13 October, 2004

William Schaefer

Former governor and current state comptroller William D. Schaefer provides reason number 425321 for not living in the state of Maryland:

The mention of an HIV registry, something Schaefer championed without success a decade ago, had prompted an angry response from health officials and activists who believe that it would discourage people from being tested and seeking care. During yesterday's interview, Schaefer tried to explain why he continued to push a proposal that the legislature defeated three times in the 1990s.

"As far as I'm concerned, people who have AIDS are a danger," the comptroller said. "They're a danger to spread AIDS. People should be able to know who has AIDS. It costs an awful lot of money to treat them."

Maybe if we had some other way to identify those with AIDS. Hmmm. AIDS. AIDS. A! We could sew a big 'A' on these peoples' clothes. I'd be willing to be that you could find some surplus in Mass, or the surrounding areas.

"They bring it on themselves," Schaefer continued, saying risky behavior is the only way to get the disease. "They don't get it by sitting on the toilet seat. . . . A person who gives AIDS, who spreads AIDS, they're bad people. Everybody wants to be on the good side of everything. Well, I'm taking a stand."
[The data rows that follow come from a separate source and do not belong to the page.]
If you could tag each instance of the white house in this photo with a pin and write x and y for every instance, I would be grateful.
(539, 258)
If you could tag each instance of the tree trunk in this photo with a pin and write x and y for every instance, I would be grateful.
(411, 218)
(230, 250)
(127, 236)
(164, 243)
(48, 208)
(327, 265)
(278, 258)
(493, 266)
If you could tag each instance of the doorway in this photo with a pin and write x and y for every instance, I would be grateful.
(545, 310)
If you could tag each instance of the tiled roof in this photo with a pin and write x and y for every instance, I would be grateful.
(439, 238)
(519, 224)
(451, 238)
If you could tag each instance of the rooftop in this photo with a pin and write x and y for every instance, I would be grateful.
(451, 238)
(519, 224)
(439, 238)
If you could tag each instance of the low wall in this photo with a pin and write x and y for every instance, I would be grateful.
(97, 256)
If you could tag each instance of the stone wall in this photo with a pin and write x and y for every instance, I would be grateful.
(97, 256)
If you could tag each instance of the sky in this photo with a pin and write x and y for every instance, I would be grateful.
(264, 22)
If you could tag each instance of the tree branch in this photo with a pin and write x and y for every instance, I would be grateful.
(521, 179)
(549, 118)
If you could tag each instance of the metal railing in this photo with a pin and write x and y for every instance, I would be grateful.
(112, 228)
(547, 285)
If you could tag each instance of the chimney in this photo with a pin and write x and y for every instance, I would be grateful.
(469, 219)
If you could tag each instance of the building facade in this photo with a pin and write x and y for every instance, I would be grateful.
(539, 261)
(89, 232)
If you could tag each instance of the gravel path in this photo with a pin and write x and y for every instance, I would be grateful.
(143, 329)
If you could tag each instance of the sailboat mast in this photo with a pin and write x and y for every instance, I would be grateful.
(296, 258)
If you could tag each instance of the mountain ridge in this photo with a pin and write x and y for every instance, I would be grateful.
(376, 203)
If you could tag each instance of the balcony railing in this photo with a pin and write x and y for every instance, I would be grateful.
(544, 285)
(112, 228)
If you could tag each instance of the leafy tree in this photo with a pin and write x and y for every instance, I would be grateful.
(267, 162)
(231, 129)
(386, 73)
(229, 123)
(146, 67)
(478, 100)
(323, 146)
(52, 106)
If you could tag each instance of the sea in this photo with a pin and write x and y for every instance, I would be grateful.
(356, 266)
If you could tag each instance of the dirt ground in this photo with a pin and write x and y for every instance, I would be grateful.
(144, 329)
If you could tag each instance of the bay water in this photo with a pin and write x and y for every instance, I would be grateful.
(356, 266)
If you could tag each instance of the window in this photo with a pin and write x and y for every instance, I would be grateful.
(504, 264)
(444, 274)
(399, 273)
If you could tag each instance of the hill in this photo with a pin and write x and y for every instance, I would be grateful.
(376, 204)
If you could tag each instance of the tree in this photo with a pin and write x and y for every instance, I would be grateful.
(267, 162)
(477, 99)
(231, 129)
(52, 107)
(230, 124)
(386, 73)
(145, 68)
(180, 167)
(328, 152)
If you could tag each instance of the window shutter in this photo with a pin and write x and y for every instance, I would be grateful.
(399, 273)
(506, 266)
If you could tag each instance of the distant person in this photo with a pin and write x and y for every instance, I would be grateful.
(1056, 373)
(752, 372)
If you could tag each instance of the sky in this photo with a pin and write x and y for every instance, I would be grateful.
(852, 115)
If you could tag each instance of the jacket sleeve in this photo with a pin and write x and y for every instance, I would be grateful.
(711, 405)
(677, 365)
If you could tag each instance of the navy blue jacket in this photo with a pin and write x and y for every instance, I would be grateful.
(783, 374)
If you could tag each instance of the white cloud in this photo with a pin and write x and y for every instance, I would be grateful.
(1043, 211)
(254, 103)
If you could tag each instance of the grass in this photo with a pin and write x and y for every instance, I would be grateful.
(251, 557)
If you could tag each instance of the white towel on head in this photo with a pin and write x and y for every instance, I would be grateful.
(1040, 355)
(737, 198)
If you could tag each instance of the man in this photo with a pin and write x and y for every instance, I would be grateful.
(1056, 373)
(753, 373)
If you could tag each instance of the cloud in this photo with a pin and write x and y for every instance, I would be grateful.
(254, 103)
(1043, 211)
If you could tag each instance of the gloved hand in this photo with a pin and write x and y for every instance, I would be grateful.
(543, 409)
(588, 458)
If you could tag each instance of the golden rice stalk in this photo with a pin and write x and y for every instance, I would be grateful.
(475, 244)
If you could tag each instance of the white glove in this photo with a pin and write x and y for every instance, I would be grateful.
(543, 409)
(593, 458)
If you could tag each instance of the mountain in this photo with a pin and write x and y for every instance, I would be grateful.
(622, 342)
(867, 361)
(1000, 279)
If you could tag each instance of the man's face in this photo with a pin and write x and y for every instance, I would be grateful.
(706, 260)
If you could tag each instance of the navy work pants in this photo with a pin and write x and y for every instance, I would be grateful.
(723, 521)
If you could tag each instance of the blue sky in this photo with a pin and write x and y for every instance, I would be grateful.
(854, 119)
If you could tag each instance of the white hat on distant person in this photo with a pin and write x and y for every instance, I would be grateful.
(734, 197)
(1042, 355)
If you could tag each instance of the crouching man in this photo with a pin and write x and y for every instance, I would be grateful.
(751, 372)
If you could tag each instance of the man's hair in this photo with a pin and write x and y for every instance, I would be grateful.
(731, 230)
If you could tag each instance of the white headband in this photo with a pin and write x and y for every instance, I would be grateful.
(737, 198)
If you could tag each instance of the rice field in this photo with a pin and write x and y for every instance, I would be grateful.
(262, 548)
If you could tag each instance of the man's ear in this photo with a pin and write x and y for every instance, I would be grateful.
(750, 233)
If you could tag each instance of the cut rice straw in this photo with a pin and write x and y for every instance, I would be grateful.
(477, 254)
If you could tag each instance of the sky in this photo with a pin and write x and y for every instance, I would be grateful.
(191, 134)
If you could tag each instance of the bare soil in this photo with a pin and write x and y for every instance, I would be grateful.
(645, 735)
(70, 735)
Well, amazingly, he figured out you can't catch "the AIDS" by sitting on a toilet seat. Bravo!

1 comment:

  1. I'm sure other readers with more "public health" backgrounds will chime in, but one of the biggest issues with the spread of HIV is that there is no forced notification as there is with many other STDs. I understand why, the attachment as a "gay disease," etc., but in many ways it has only encouraged the spread and made it more difficult from a public health perspective. It's a case where activists, trying to do the "right thing," ended up making the problem worse.We don't need a registry, just as there's no registry for other STDs, we simply need an obligation for those tested to cough up names of other people so they can be notified that they need testing. Such things can be done anonymously and still be effective.